Like with old cars being classified as antiques, there is probably a minimum of years for the idea of a book being first edition to mean anything. But I got this first edition hardback of James Clavell's, King Rat, yesterday, for a buck, and though yellowed somewhat over the 43 years of its life, it is still like pristine, maybe never read, or only once perhaps, and I am happy about it in a way that defies logic.

I'll go stare at the same old tired thrift store book shelves over time, even if they don't appear to restock them but once a year, just in case something has slipped in. When I was a kid I started out to be a bibliomaniac and then when I started vagabonding I off-loaded and became bookless, a frequenter of libraries in whichever town I landed. In New Orleans, the last year or so of my stay, I spent some money on fifty cent paperbacks but when I left I gave them to that nice lady running the crackhouse around the corner.

And so my default for the last many years has been to go bookless, even though lately I've noticed my shelves getting kind of heavy with books ( I did bring a handful of books from New Orleans, the Hemingway and Fitzgerald hardbacks, and the Algren, a Bellow, a Brautigan or two, and a box set of philosophic thought sampling the entirety of man's recording of such) and now it almost seems as if I am heading towards that former addiction I enjoyed which required not just the reading of books but the possessing of them.

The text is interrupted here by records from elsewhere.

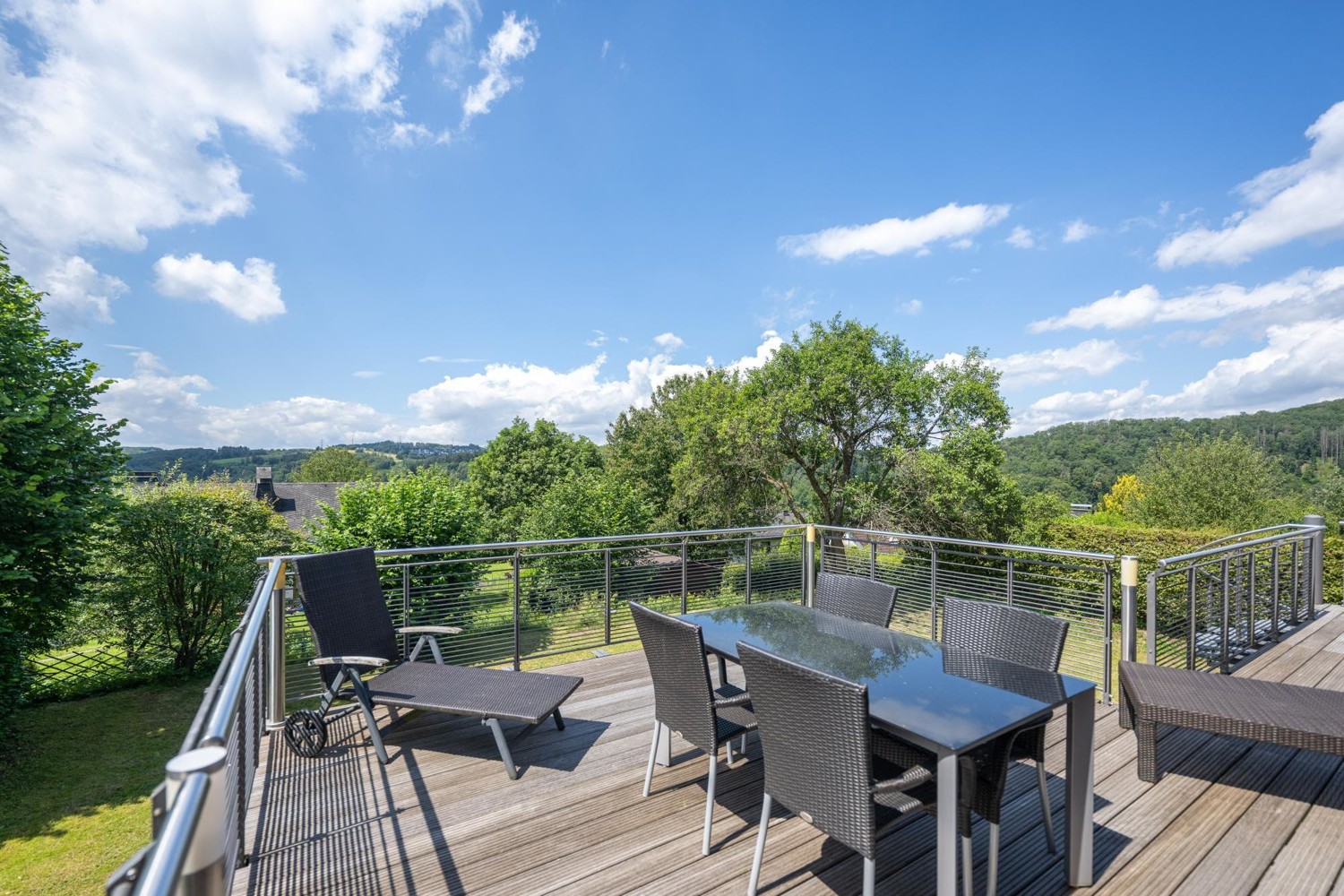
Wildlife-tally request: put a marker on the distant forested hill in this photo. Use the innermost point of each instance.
(241, 461)
(1081, 461)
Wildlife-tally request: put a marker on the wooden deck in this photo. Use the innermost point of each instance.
(1228, 817)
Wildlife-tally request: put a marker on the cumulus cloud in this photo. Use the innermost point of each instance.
(476, 406)
(116, 125)
(1300, 201)
(167, 410)
(1078, 230)
(78, 295)
(250, 293)
(1296, 366)
(952, 223)
(513, 43)
(1304, 293)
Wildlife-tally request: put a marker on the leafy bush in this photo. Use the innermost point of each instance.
(177, 567)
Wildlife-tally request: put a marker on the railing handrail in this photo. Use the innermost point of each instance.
(969, 543)
(1300, 530)
(760, 530)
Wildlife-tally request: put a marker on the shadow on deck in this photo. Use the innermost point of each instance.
(443, 817)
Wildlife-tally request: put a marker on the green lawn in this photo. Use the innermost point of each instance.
(75, 796)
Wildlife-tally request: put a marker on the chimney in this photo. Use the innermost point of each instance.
(265, 487)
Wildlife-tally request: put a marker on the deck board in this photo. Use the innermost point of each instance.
(1228, 815)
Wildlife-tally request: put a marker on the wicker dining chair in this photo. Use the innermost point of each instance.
(1026, 638)
(819, 759)
(855, 597)
(685, 702)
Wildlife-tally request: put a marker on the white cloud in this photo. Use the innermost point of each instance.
(582, 401)
(1090, 358)
(164, 409)
(510, 45)
(250, 293)
(895, 236)
(1300, 201)
(1078, 230)
(78, 295)
(1306, 292)
(117, 125)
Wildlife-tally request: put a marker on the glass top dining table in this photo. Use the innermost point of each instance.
(943, 699)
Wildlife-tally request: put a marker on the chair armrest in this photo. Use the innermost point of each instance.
(737, 700)
(911, 778)
(349, 661)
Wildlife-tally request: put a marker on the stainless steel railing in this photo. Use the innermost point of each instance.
(1212, 607)
(1073, 584)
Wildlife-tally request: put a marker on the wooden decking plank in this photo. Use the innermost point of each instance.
(1236, 864)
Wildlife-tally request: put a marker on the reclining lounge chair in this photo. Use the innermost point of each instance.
(355, 637)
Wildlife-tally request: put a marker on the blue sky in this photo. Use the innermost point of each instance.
(325, 222)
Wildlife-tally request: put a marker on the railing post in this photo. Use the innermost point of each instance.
(933, 591)
(518, 610)
(607, 591)
(276, 653)
(1316, 592)
(1129, 608)
(809, 563)
(685, 556)
(749, 570)
(203, 864)
(1152, 618)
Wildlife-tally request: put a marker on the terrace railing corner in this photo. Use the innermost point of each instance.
(1212, 607)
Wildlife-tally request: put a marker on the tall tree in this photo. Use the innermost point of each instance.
(519, 466)
(335, 465)
(56, 463)
(854, 410)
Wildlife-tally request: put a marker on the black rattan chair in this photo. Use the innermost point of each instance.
(855, 597)
(1029, 640)
(819, 759)
(352, 629)
(685, 700)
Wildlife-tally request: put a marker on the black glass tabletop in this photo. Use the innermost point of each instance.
(927, 694)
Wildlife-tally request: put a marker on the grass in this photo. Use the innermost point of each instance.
(77, 793)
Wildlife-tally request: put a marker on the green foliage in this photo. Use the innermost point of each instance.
(585, 504)
(1081, 461)
(873, 425)
(519, 466)
(335, 465)
(425, 508)
(1207, 482)
(177, 567)
(683, 461)
(56, 461)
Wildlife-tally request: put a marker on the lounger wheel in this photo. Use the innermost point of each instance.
(306, 732)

In my last two hauls I've done well, from two different thrift stores in the same town, and I'm not blurting out which town, because growth is coming, and with it, the savvy entrepreneurship which causes inexorable sadness and the end of 5 for a dollar paperbacks, and dollar hard backs. I've gotten over twenty books for less than 20 dollars, half of them hardbacks, and off the top my head, authors such as Bellow, Cheever, Barth, Plath, Marquez, Clavell, Oates, Heinlein, Auchincloss, Percy, Doctorow, Stevenson, Parker, Coupland, and that's all there is to happiness--simple tricks, and your willingness to give in to them. I also added to my thrift wardrobe, a two buck shirt, Izod's contribution to the paisley theme, and you know how I love my paisley. Somehow, while my attentions were directed elsewhere, the alligator dropped acid.
- jimlouis 7-27-2005 5:12 pm

Which Cheever?
- steve 7-28-2005 9:31 am [add a comment]


The Housebreaker of Shady Hill--and other stories. Great stuff. Stuff that seemed boring to me as a youngster, but is really hitting home now.
- jimlouis 7-28-2005 5:57 pm [add a comment]


Yes, great stuff. The Enormous Radio--and other stories is great too.